Andate a vedere al cinema “Sorry, we missed you” di Ken Loach e non perché all’uscita magari tornate a casa a disdire Amazon Prime, come dice di origliare Gabriele Romagnoli per la sua rubrica su Repubblica. Andatelo a vedere: è un pugno allo stomaco, ma a noi spettatori non succederà nient’altro.

A 83 anni, Loach narra in modo asciutto un tipo di lavoro on the road dei nostri tempi: 14 ore al giorno per sei giorni alla settimana alla guida di un furgone per consegnare pacchi, con i minuti scanditi dal bip di un pc tascabile che governa la vita umana tramite un algoritmo. Roba da schiavitù medievale con tecnologia.

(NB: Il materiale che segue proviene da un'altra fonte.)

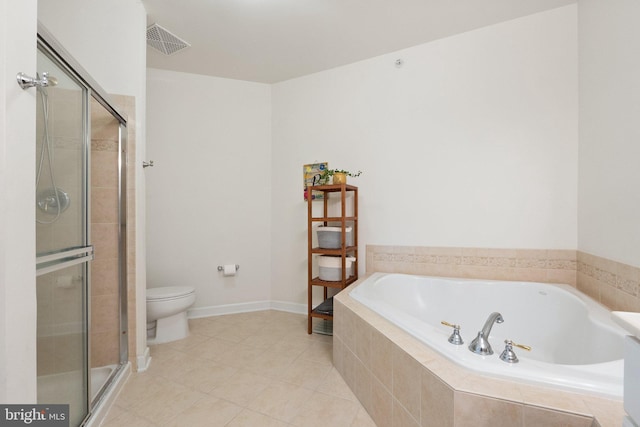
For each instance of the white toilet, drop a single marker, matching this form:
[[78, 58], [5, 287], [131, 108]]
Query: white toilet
[[167, 313]]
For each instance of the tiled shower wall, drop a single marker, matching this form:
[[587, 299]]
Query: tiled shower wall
[[615, 285]]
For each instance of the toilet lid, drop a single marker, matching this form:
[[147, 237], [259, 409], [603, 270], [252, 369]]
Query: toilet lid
[[169, 292]]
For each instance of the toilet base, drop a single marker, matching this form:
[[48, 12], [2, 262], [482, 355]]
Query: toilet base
[[170, 328]]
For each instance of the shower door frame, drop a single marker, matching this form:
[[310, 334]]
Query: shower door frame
[[48, 44]]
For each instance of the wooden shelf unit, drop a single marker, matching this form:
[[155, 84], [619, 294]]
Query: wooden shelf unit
[[344, 251]]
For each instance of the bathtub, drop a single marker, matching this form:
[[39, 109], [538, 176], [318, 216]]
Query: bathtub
[[574, 343]]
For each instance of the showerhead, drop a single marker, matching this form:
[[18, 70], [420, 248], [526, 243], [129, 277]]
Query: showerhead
[[26, 82], [48, 80]]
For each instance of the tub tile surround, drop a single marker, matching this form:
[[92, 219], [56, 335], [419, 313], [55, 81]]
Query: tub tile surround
[[613, 284], [403, 382]]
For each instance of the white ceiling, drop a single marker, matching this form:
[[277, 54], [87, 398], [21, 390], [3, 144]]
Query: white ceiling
[[274, 40]]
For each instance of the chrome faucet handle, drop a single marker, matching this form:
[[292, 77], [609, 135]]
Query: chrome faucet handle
[[455, 337], [508, 355]]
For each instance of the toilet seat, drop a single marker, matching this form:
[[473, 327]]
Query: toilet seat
[[169, 292]]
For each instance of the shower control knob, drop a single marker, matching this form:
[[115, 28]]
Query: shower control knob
[[508, 355], [455, 337]]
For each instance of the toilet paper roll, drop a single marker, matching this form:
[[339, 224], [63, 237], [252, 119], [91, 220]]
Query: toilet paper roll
[[229, 270]]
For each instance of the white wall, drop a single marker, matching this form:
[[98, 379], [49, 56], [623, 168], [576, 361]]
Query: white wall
[[108, 39], [473, 142], [609, 200], [208, 195], [17, 214]]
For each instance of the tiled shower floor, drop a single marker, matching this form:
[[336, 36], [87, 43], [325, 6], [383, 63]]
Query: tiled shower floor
[[257, 369]]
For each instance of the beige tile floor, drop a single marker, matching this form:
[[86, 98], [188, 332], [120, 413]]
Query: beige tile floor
[[257, 369]]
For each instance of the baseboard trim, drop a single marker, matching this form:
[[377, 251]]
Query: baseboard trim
[[143, 361], [245, 307]]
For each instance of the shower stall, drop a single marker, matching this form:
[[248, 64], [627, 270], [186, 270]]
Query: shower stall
[[81, 262]]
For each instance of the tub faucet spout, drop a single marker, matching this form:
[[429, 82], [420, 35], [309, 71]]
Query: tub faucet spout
[[480, 345]]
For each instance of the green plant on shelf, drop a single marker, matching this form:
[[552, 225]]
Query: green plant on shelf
[[338, 175]]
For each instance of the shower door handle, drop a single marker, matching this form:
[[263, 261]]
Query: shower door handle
[[59, 260]]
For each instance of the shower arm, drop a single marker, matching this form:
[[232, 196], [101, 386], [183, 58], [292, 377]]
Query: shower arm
[[26, 82]]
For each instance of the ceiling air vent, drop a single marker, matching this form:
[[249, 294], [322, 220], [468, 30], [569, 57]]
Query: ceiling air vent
[[164, 41]]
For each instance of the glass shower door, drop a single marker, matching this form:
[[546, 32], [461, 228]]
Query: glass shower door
[[62, 240]]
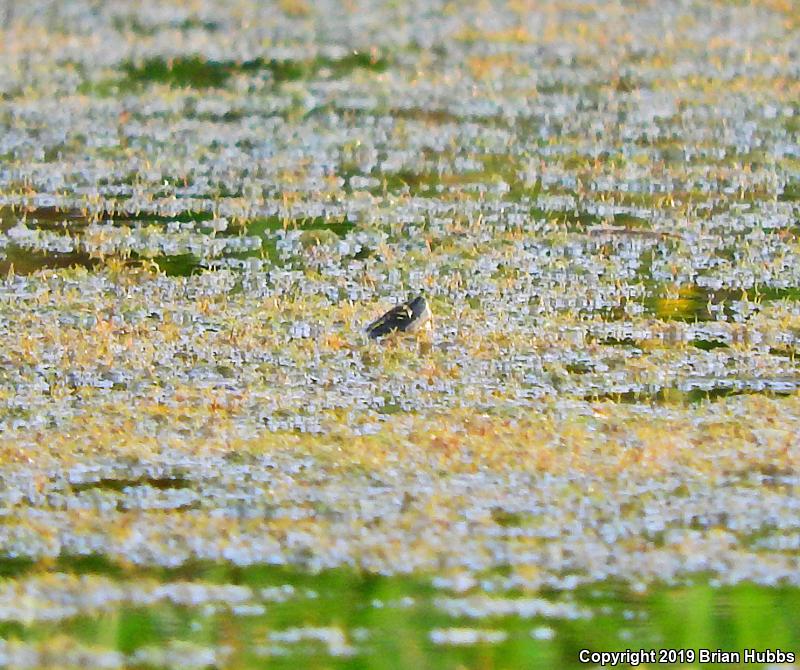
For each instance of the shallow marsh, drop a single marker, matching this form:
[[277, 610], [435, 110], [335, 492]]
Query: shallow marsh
[[204, 462]]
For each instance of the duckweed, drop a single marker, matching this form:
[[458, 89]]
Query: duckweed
[[204, 462]]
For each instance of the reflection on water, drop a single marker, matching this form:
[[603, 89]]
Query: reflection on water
[[249, 617]]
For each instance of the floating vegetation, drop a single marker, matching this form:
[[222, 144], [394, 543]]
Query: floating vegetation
[[204, 461]]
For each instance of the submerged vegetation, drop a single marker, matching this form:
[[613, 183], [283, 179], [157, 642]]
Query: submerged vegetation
[[203, 459]]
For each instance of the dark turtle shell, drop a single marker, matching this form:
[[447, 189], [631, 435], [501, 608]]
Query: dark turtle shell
[[400, 318]]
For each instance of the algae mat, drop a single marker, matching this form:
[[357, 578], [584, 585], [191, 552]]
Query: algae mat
[[203, 460]]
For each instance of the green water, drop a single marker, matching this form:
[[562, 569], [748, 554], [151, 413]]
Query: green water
[[388, 622]]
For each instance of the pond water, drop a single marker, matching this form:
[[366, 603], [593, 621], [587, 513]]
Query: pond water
[[218, 615], [203, 459]]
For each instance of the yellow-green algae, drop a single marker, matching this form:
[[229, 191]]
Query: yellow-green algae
[[203, 462]]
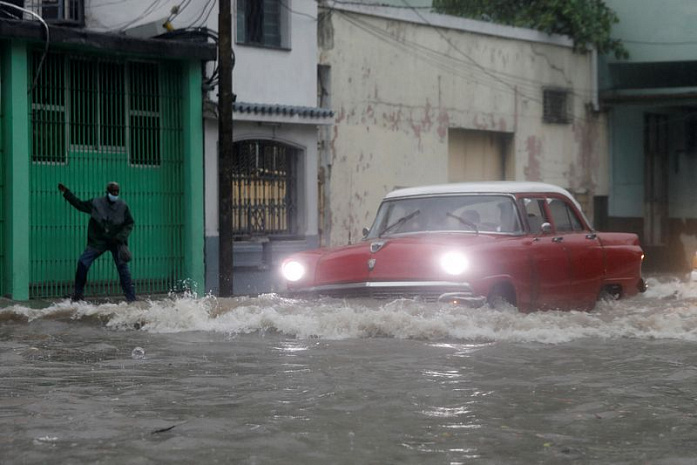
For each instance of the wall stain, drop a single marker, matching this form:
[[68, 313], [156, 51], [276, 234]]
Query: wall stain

Ken Loach non tradisce mai, e il suo on the road non è metafora di ribellioni generazionali e di letteratura, ma fotografia di uno sfruttamento del lavoro che oggi prende troppo spesso forme digitali. Guidare è un po’ morire in questo caso – attenzione, non è la trama, odio chi le racconta:  è che alla fine del film viene voglia di stendersi a terra e provare a fermare tutto.

“Sorry, we missed you” è tante cose, ne dico una: dare dignità a ultimi che non saranno mai i primi e Ken Loach ci riesce. Se poi stasera fosse una serataccia di vento e pioggia e rinunciate a ordinare una pizza, beh il film valeva il prezzo del biglietto.